Agent Resilience
Patterns for surviving context loss, capturing corrections, and continuously improving.
WAL Protocol (Write-Ahead Logging)
The Law: Chat history is a buffer, not storage. Files survive; context doesn't.
Trigger — scan every message for:
- ✏️ Corrections — "It's X, not Y" / "Actually..." / "No, I meant..."
- 📍 Proper nouns — names, places, companies, products
- 🎨 Preferences — styles, approaches, "I like/don't like"
- 📋 Decisions — "Let's do X" / "Go with Y"
- 🔢 Specific values — numbers, dates, IDs, URLs
If any appear:
- WRITE FIRST → update
memory/SESSION-STATE.md - THEN respond
The urge to respond is the enemy.

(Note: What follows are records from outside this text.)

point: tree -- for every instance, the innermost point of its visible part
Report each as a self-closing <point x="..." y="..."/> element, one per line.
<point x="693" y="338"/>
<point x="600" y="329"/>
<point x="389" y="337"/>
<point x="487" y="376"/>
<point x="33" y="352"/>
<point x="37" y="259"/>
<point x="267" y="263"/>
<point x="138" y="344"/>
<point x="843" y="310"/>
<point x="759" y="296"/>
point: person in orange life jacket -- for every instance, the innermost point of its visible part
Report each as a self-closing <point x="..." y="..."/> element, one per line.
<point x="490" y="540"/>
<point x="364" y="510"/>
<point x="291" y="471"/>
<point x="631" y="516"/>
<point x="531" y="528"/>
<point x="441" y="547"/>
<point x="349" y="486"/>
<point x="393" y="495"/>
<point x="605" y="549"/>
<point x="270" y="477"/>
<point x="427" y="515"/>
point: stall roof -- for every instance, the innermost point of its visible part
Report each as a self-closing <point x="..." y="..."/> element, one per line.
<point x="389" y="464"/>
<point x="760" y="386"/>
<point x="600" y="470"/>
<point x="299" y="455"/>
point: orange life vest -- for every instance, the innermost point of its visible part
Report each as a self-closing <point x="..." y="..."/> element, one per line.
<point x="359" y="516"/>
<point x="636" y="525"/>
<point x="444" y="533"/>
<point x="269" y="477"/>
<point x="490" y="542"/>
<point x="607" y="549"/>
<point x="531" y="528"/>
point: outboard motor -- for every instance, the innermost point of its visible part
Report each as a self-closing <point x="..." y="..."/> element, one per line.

Write before replying.
SESSION-STATE.md
Active working memory for the current task. Create at memory/SESSION-STATE.md:
# Session State
**Task:** [what we're working on]
**Key decisions:** [decisions made]
**Details:** [corrections, names, values captured via WAL]
**Next step:** [what happens next]
Reset when starting a new unrelated task.
Working Buffer (Danger Zone)
When context reaches ~60%, start logging every exchange to memory/working-buffer.md:
# Working Buffer
**Status:** ACTIVE — started [timestamp]
## [time] Human
[their message]
## [time] Agent
[1-2 sentence summary + key details]
Clear the buffer at the START of the next 60% threshold (not continuously).
Compaction Recovery
Auto-trigger when session starts with a summary tag, or human says "where were we?":
- Read
memory/working-buffer.md— raw danger-zone exchanges - Read
memory/SESSION-STATE.md— active task state - Read today's + yesterday's daily notes
- Extract key context back into SESSION-STATE.md
- Respond: "Recovered from buffer. Last task was X. Continue?"
Never ask "what were we discussing?" — read the buffer first.
Verify Before Reporting
Before saying "done", "complete", "finished":
- STOP
- Actually test from the user's perspective
- Verify the outcome, not just that code exists
- Only THEN report complete
Text changes ≠ behavior changes. When changing how something works, identify the architectural component and change the actual mechanism.
Relentless Resourcefulness
Try 10 approaches before asking for help or saying "can't":
- Different CLI flags, tool, API endpoint
- Check memory: "Have I done this before?"
- Spawn a research sub-agent
- Grep logs for past successes
"Can't" = exhausted all options. Not "first try failed."
Self-Improvement Guardrails
When updating behavior/config based on a lesson:
Score the change first (skip if < 50 weighted points):
- High frequency (daily use?) → 3×
- Reduces failures → 3×
- Saves user effort → 2×
- Saves future-agent tokens/time → 2×
Ask: "Does this let future-me solve more problems with less cost?" If no, skip it.
Forbidden: complexity for its own sake, changes you can't verify worked, vague justifications.
Quick Start Checklist
For long/complex tasks:
- Create
memory/SESSION-STATE.mdwith task + context - Apply WAL: write corrections/decisions before responding
- At ~60% context: start working buffer
- After any compaction: read buffer before asking questions
- Before reporting done: verify actual outcome